The Texas Democrat has taken hundreds of thousands from defense companies with histories of ripping off taxpayers.

By Donald Shaw, Sludge

Throughout his nearly two decades in Congress, Texas Democratic Rep. Henry Cuellar, who faces a competitive primary challenger on March 1, has sought to distinguish himself from his Democratic colleagues by branding himself as a responsible steward of taxpayer dollars.

His website section on “responsible spending” highlights his support of PAYGO, a budgeting policy dating back to the George H.W. Bush administration that requires new federal spending to be fully offset by new savings, as well as a law he helped pass that increases transparency around federal agencies’ performance goals. Cuellar is a member of the Blue Dog Coalition, a moderate voting bloc that describes itself as a caucus of fiscally-responsible Democrats, and he is a member of the coalition’s Task Force on Fiscal Responsibility and Government Reform. Focusing on conservative budgeting seems to have been smart politics for Cuellar, who represents a district where the median income is well below the national average.
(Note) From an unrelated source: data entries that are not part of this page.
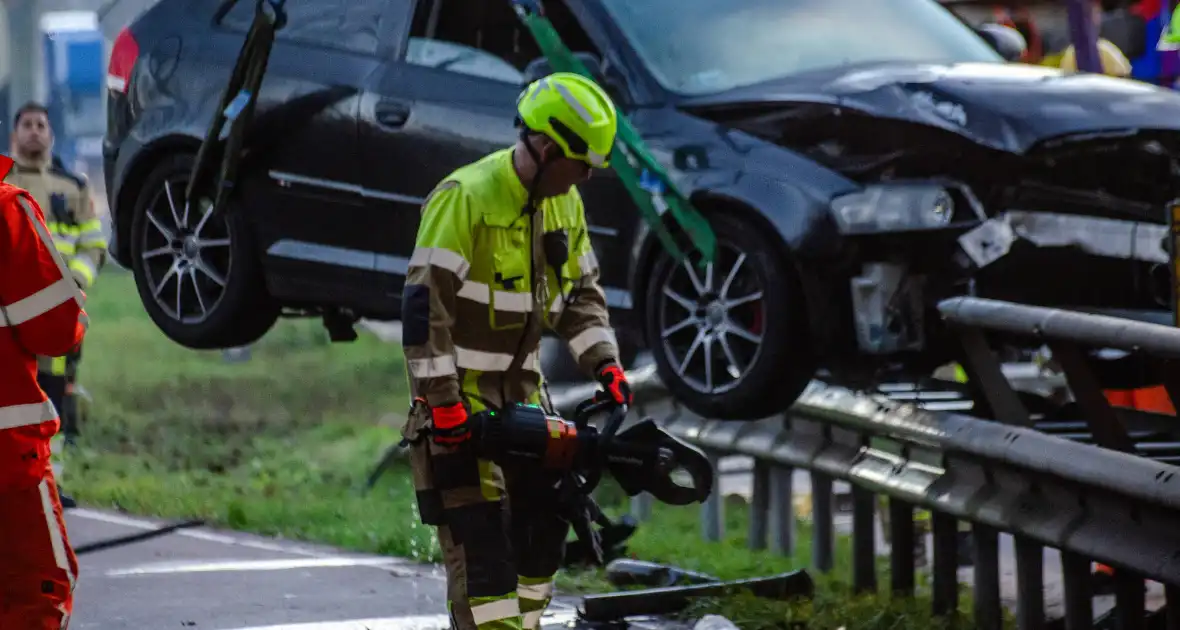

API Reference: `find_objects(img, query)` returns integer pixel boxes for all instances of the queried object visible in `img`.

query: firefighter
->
[0,153,89,628]
[5,102,106,508]
[401,72,631,630]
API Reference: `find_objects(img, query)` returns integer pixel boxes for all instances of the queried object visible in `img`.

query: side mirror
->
[976,23,1028,62]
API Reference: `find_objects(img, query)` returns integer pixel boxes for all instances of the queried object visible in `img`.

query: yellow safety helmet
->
[516,72,617,169]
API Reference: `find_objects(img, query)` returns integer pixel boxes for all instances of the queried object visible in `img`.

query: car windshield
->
[598,0,1005,96]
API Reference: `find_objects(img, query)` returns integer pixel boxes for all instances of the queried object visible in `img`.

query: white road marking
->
[220,609,581,630]
[105,557,413,577]
[70,509,379,560]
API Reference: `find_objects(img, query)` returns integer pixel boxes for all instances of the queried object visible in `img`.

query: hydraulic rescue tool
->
[464,399,712,507]
[401,398,714,565]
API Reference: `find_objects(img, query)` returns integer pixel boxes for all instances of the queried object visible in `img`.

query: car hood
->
[680,62,1180,154]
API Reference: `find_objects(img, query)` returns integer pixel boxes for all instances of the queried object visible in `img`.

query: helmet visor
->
[549,117,613,168]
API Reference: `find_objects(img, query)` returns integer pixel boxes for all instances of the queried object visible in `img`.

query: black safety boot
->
[58,485,77,509]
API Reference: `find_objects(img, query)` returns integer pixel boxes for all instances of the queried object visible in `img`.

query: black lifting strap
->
[187,0,287,218]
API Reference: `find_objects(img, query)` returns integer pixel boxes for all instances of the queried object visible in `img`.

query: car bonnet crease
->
[681,61,1180,155]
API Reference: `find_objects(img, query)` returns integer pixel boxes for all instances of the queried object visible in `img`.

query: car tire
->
[644,213,817,420]
[128,152,279,349]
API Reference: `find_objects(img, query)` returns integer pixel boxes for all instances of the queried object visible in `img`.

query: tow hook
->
[322,309,359,343]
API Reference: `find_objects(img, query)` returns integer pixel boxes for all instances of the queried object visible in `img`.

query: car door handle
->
[375,99,411,128]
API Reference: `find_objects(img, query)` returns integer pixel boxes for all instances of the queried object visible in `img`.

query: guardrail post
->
[748,460,771,550]
[972,524,1003,630]
[1047,341,1139,453]
[768,466,796,557]
[954,326,1033,426]
[811,470,835,574]
[1159,360,1180,420]
[700,451,723,542]
[1165,584,1180,629]
[1060,552,1094,630]
[629,493,652,521]
[851,485,877,594]
[888,498,916,596]
[1014,536,1045,629]
[931,512,960,617]
[1113,569,1147,627]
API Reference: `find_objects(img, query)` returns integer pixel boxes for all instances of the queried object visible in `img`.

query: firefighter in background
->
[993,5,1045,63]
[4,102,106,508]
[0,153,89,628]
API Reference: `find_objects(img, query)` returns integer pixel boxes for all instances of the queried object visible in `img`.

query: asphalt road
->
[65,508,600,630]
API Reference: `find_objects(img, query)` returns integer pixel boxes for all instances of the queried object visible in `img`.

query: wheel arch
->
[113,135,203,263]
[629,189,842,352]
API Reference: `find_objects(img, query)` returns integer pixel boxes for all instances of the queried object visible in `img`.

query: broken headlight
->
[830,184,954,234]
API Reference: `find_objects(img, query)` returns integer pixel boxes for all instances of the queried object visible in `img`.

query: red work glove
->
[431,402,471,446]
[594,362,633,407]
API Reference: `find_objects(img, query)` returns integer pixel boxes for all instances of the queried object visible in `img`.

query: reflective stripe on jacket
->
[402,147,617,412]
[0,155,88,485]
[3,157,104,375]
[2,157,105,289]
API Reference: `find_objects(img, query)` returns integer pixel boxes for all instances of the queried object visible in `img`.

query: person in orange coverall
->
[0,153,89,628]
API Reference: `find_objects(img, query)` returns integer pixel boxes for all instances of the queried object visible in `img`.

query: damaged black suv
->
[105,0,1180,421]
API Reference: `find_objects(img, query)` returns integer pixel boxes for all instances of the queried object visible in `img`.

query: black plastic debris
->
[563,514,639,568]
[581,569,815,621]
[604,558,718,588]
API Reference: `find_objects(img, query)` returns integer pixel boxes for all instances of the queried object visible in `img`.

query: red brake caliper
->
[750,299,764,335]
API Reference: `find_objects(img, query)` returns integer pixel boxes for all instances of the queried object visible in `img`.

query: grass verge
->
[68,269,1005,629]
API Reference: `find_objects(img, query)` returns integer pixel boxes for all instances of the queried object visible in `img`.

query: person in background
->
[1151,0,1180,85]
[993,6,1045,62]
[1057,0,1134,76]
[4,101,106,509]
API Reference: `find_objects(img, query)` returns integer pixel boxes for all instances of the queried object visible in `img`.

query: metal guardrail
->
[551,359,1180,629]
[939,297,1180,457]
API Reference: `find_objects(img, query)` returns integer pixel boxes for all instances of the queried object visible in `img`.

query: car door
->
[356,0,640,313]
[357,2,524,307]
[207,0,398,305]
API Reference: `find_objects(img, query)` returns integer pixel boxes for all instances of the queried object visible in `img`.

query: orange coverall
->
[0,154,89,628]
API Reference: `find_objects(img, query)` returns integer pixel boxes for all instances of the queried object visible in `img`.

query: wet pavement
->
[66,508,596,630]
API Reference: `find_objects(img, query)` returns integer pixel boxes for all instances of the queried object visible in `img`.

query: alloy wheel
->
[139,179,232,324]
[657,245,766,394]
Henry Cuellar sits at his desk during a Congressional hearing

At the same time, however, Cuellar has consistently thrown his support behind an ever-growing area of federal spending, one where billions of taxpayer dollars each year are doled out to companies with histories of defrauding the government, overbilling, and underperforming on their contracts.

More than half of the Department of Defense budget each year goes to contracting with private defense companies, many of which have histories of complaints from the government of fraud and poor performance. Since 2017, Cuellar has had a seat on the 17-member Defense Appropriations Subcommittee that approves federal funding for the Defense Department. Cuellar has voted for every Department of Defense spending bill since being a member of the subcommittee, including in 2018 when he sided with Republicans to support the FY 2019 Defense Appropriations bill sponsored by the-subcommittee chair Rep. Kay Granger (R-Texas). He also voted with Republicans in favor of every National Defense Authorization Act that Congress considered during the Trump administration years. Appropriations is Cuellar’s sole legislative committee assignment and it is where he exerts the most power and influence as a member of Congress.